Triple natural gas flare burning at night by Kirsten Strickland via iStock

July Nymex natural gas (NGN25) on Wednesday closed down by -0.131 (-3.70%).

July nat-gas prices on Wednesday extended this week's slide and fell to a 2-week low.  Prices are lower on forecasts for cooling US temperatures and the outlook for US nat-gas supplies to remain plentiful.  The Commodity Weather Group said Wednesday that the outlook is for a cool-down in the eastern half of the US for the later period of June 20-July 4 behind a cold front, which should curb nat-gas demand from electricity providers to run air conditioning.

Another bearish factor is the consensus is for Thursday's weekly EIA nat-gas inventories to climb by 88 bcf for the week ended June 20, above the five-year average of +79 bcf for his time of year.

An easing of geopolitical risks is also bearish for nat-gas prices due to the Israel-Iran ceasefire.  The ceasefire reduces the likelihood that Iran will close the Strait of Hormuz and disrupt LNG shipments through that Strait, which accounts for approximately 20% of global LNG trade.

Lower-48 state dry gas production on Wednesday was 105.9 bcf/day (+2.9% y/y), according to BNEF.  Lower-48 state gas demand on Wednesday was 79.9 bcf/day (-0.4% y/y), according to BNEF.  LNG net flows to US LNG export terminals on Wednesday were 14.7 bcf/day (+9.2% w/w), according to BNEF.
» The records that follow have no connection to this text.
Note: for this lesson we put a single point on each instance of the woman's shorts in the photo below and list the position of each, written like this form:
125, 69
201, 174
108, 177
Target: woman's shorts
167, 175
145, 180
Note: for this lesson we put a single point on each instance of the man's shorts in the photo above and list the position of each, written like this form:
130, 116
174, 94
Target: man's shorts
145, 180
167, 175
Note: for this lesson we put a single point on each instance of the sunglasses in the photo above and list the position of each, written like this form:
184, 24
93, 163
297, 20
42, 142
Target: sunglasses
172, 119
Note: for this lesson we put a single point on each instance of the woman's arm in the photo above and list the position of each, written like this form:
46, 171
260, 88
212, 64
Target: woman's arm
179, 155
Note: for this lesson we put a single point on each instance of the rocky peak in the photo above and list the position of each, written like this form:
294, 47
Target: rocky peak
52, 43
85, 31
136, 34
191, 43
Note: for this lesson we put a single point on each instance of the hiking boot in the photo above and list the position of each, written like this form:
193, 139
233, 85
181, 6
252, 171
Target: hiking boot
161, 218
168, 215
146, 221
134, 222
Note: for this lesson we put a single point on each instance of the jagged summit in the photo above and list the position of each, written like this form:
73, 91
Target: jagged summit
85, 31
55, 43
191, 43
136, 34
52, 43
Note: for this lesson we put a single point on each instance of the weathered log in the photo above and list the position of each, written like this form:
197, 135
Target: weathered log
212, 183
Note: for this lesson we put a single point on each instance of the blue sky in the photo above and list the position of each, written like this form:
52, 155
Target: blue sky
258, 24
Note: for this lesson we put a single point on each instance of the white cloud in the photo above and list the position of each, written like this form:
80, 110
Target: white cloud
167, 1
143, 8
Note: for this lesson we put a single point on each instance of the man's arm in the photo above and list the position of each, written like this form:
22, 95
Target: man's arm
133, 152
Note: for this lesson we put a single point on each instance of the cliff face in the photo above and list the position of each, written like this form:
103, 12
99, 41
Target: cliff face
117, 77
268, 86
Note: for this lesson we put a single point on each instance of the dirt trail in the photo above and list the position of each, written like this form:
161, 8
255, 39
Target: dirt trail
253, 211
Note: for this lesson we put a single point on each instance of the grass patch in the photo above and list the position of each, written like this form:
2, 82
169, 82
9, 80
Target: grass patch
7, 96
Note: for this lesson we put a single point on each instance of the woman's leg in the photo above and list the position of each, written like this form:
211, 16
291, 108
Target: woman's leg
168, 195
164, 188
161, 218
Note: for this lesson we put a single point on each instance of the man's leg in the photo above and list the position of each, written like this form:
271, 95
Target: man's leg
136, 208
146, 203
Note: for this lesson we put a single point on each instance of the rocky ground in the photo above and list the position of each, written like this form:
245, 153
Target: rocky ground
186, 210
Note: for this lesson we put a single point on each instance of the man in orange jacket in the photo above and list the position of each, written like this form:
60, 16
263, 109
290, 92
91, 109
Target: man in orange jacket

A decline in US electricity output is negative for nat-gas demand from utility providers.  The Edison Electric Institute reported Wednesday that total US (lower-48) electricity output in the week ended June 21 fell -3.1% y/y to 91,334 GWh (gigawatt hours), although US electricity output in the 52-week period ending June 21 rose +2.6% y/y to 4,243,923 GWh.

Last Wednesday's weekly EIA report was mixed for nat-gas prices since nat-gas inventories for the week ended June 13 rose +95 bcf, below expectations of +97 bcf but well above the 5-year average build for this time of year of +72 bcf.  As of June 13, nat-gas inventories were down -8.0% y/y and +6.1% above their 5-year seasonal average, signaling adequate nat-gas supplies.  In Europe, gas storage was 57% full as of June 23, versus the 5-year seasonal average of 66% full for this time of year.